The same trend is being seen nationally, researchers say.

“We are making only very slow progress,” said Dan Goldhaber, a professor at the University of Washington and director of the National Center for Analysis of Longitudinal Data in Education Research.

“You really need the pace of learning to be considerably faster” to make up for lost learning, he added, “and we’re not seeing that.”

Goldhaber said the state of recovery nationally is “concerning” because tests are highly predictive of how kids will fare later on in life.

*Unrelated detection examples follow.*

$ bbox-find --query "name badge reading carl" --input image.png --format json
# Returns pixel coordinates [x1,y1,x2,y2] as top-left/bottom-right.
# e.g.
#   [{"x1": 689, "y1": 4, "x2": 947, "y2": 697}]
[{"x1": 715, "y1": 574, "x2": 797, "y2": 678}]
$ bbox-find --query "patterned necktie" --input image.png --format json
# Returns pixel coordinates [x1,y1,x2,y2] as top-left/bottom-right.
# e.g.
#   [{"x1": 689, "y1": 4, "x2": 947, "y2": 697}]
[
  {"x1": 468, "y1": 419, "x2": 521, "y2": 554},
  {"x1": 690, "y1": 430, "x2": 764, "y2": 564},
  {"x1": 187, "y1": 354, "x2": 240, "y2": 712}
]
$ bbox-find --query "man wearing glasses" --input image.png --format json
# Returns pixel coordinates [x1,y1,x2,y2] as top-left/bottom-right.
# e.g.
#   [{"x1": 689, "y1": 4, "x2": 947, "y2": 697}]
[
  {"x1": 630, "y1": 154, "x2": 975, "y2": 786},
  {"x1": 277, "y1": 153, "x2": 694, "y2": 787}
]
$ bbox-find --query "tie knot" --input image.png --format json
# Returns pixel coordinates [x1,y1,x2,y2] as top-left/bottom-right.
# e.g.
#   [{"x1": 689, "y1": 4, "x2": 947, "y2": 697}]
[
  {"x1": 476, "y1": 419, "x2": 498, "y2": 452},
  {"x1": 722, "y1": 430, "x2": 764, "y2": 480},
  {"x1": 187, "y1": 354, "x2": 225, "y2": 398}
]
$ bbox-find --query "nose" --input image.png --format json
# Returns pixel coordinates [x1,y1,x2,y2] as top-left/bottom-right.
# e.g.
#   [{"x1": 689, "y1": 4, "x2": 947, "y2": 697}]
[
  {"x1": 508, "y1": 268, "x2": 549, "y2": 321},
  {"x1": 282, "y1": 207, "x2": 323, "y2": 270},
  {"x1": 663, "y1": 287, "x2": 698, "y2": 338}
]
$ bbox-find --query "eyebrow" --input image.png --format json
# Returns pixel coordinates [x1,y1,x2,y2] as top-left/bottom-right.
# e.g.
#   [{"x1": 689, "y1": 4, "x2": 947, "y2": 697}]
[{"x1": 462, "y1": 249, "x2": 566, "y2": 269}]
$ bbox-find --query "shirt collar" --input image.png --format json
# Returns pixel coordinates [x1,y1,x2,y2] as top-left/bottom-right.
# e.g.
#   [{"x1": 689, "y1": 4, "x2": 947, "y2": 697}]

Benchmark assessments offer researchers and policy makers a couple of advantages over yearly M-STEP standardized test results, because they more clearly measure student growth during a school year, from fall to spring. Some of the assessments show how kids are achieving at a level beyond their grade.

In many cases, the assessments can be better than letter grades or report cards at helping parents understand how their children are performing, said Goldhaber.

“Grades are actually higher than they were before the pandemic, and they don’t seem to comport with what we know about test scores,” he said. “The meaning of an ‘A’ in terms of knowledge as assessed by the test is different from what we knew before the pandemic. I am worried that parents can be getting false signals about how their students are doing from grades, and maybe they should be paying some attention to the tests.”

The assessment results do have their limitations. The analysis includes assessments from about 773,000 of the 947,000 K-8 students in the state, at 769 of 852 school districts.

Legislation that passed in 2020 requiring Michigan districts to give the benchmark assessments gave them several options of approved test providers. Because of this, researchers did not include students who moved districts in their analysis.

Additionally, many students missed testing dates.

“Some of the reasons students did not take tests are the same reasons that they may have been impacted even more by the pandemic,” said Kilbride. “That could mean our results are showing a rosier picture than what truly happened.”